Come on, man, at least understand the concept of the reification of labour-power-at-work if you're going to debate the very concept of what it means to have capital.
The value of arbeitskraft is only extracted when the means of production are privately owned. Assets and liabilities have to cost less than the output for value to be generated, I'm saying that value should have an (extremely generous) upper bound as a compensation for the initial outlay of creating a private capital asset, after which additional value is returned either to the creators of the labour in the labour-power or the labour-power-at-work is deemed valuable to society and the value is returned in general there.
I don't know all the details of Marxism, basically because I think it's a flawed view and don't see the value in dedicating a lot of time to understanding the whole thing.

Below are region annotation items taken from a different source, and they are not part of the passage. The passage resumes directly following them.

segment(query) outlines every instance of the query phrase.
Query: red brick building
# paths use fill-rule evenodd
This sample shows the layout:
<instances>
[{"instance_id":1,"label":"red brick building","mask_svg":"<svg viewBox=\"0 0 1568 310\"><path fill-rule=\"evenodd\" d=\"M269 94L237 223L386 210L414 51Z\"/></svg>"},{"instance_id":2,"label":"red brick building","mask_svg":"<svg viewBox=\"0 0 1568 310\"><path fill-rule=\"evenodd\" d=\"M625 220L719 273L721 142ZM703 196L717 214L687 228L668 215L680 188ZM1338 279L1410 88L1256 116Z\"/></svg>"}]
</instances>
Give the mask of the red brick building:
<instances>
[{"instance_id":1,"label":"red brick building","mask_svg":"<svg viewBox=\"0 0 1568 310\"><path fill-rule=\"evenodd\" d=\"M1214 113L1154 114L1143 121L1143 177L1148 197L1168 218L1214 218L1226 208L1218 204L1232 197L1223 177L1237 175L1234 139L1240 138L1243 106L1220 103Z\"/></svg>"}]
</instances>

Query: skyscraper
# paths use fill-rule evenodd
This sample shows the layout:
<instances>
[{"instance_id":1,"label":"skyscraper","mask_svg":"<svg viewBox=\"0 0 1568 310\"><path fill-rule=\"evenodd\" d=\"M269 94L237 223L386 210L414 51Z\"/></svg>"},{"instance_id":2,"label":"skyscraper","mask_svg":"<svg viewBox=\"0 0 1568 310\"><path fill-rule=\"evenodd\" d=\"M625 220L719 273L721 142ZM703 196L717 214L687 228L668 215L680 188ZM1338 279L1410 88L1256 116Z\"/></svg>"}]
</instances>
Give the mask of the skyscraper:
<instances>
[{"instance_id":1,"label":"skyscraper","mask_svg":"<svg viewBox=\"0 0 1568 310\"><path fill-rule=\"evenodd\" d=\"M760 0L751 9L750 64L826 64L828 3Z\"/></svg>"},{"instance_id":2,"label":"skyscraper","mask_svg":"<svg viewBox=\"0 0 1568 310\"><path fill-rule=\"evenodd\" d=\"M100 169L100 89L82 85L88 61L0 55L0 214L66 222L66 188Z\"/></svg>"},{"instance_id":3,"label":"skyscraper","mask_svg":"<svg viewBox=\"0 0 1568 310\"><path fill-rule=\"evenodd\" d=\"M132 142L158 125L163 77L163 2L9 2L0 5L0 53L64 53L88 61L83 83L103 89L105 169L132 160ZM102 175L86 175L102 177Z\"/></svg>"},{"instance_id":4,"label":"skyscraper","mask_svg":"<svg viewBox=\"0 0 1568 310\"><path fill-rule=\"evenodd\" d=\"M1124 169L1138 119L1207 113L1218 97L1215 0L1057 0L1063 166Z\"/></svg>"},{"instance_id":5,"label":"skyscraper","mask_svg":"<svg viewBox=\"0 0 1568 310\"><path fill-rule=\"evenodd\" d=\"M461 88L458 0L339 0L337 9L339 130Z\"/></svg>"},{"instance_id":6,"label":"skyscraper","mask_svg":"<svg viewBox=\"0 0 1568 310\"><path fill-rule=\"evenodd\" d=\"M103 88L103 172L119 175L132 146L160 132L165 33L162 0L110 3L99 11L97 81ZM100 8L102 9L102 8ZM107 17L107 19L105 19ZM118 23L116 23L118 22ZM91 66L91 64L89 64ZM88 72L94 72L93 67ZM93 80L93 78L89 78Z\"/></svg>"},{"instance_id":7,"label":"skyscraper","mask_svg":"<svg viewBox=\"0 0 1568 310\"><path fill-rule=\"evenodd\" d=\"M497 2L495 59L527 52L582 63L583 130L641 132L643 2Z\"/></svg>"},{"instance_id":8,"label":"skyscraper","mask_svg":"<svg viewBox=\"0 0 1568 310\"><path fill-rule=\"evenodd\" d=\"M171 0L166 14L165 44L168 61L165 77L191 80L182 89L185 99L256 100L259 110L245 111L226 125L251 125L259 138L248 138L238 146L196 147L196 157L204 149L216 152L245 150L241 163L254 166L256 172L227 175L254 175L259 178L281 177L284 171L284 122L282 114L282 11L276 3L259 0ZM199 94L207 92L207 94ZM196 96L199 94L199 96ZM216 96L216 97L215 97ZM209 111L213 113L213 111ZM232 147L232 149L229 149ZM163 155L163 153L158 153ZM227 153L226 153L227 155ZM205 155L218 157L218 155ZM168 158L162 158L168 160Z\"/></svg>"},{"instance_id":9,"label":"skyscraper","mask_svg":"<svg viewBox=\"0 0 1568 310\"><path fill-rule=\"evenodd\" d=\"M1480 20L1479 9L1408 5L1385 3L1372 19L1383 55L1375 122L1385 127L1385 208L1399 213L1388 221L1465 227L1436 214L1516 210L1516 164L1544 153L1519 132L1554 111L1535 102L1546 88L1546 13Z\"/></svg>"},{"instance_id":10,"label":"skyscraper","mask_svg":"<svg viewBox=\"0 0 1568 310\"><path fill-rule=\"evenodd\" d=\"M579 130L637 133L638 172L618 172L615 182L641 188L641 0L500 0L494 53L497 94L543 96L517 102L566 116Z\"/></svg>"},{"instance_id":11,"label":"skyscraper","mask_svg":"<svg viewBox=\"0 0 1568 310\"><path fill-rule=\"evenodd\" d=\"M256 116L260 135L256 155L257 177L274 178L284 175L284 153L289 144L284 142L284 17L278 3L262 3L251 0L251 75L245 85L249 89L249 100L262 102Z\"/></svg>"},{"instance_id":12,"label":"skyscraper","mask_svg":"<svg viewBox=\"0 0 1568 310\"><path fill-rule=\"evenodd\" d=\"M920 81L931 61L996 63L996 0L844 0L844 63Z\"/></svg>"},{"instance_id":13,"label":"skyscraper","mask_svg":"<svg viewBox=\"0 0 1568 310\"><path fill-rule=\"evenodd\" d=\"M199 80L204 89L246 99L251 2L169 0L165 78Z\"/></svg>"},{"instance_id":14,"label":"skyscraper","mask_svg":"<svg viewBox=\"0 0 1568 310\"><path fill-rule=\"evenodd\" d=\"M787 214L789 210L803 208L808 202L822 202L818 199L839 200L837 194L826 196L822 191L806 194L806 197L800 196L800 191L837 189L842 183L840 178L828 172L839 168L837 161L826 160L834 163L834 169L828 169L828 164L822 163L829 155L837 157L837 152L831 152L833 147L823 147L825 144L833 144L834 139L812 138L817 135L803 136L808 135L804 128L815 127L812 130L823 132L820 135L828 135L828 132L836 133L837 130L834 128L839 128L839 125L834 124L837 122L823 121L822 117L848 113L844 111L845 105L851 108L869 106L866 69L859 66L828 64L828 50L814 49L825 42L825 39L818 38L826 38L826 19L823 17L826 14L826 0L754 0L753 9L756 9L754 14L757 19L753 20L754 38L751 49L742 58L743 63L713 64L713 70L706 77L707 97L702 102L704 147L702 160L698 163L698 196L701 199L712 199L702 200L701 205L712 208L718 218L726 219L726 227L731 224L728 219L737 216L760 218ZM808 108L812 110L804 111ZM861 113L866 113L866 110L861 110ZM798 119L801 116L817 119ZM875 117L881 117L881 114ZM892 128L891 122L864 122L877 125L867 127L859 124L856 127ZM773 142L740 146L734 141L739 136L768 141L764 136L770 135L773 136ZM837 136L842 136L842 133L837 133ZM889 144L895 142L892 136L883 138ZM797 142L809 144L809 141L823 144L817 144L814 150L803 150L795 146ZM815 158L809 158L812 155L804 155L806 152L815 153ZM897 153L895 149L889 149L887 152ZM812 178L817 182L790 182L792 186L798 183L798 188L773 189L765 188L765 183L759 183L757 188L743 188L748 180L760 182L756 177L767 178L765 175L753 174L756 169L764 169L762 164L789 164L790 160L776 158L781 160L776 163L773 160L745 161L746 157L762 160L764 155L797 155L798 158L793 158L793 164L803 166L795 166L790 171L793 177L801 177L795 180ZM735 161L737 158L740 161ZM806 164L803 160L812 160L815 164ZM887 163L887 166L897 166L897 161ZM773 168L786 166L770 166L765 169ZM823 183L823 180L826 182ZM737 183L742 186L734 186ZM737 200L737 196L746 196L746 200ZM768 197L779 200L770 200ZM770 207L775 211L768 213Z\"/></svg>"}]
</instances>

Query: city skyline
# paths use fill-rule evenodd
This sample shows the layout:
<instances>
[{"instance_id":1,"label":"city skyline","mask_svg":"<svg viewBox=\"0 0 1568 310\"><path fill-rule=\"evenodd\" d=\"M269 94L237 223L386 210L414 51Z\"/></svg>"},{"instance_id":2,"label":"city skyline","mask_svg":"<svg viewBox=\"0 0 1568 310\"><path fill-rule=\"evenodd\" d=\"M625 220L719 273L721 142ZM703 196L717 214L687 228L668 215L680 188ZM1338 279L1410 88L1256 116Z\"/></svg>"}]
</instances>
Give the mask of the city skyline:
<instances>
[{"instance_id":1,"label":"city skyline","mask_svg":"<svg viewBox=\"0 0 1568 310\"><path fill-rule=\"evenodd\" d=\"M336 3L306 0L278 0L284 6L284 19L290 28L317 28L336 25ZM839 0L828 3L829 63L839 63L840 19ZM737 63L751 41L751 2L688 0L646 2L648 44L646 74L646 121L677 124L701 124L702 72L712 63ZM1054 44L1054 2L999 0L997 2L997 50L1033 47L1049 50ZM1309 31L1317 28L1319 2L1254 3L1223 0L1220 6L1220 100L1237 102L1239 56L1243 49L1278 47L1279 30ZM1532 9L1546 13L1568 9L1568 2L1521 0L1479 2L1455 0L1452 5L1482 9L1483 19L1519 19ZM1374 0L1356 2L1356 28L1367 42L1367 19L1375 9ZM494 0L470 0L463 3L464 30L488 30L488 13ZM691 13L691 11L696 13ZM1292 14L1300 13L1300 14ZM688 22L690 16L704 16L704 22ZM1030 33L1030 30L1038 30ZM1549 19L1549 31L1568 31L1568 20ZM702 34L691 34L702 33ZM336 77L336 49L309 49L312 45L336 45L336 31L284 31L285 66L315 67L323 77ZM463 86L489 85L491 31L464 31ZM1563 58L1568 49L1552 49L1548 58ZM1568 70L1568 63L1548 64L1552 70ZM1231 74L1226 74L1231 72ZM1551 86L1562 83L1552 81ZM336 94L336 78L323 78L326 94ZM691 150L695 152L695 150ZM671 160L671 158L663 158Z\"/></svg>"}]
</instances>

The problem is that, again, you are suggesting that company owners be forced to give up their ownership, in this case it seems like you are saying they should be forced to give it away to employees? That's where all the value we are talking about is, it's the value of stock, or ownership, that's worth billions.
Why should owners of anything be forced to give up that ownership? If they sell or give any ownership that should be their choice, not forced. This goes for anything from your car to your house to your company, ownership is ownership.
pro-capitalism, pro-socialism, pro-communism, pro-anarchism are all post-Marxist.
Just like things like "subconscious" or "trauma" or "unconscious thought" are post-Freudian.
You can be the most ardent unrestricted market Libertarian, you're still using Marxist terminology. We're not debating whether money exists, we're debating about how to use it.
For e.g., it's talking about whether you like strawberry or chocolate ice cream, not that milk doesn't exist.
I don't know all the details of Marxism, basically because I think it's a flawed view and don't see the value in dedicating a lot of time to understanding the whole thing.
I thought the same thing before I actually started to think critically about socialism (and just life in general) and take some time to read into it. A lot of your reasoning isn't too far off from how I understood the world. It's possible that the only reason you believe it to be so deeply flawed is because you haven't spent much time learning about it. Just my opinion.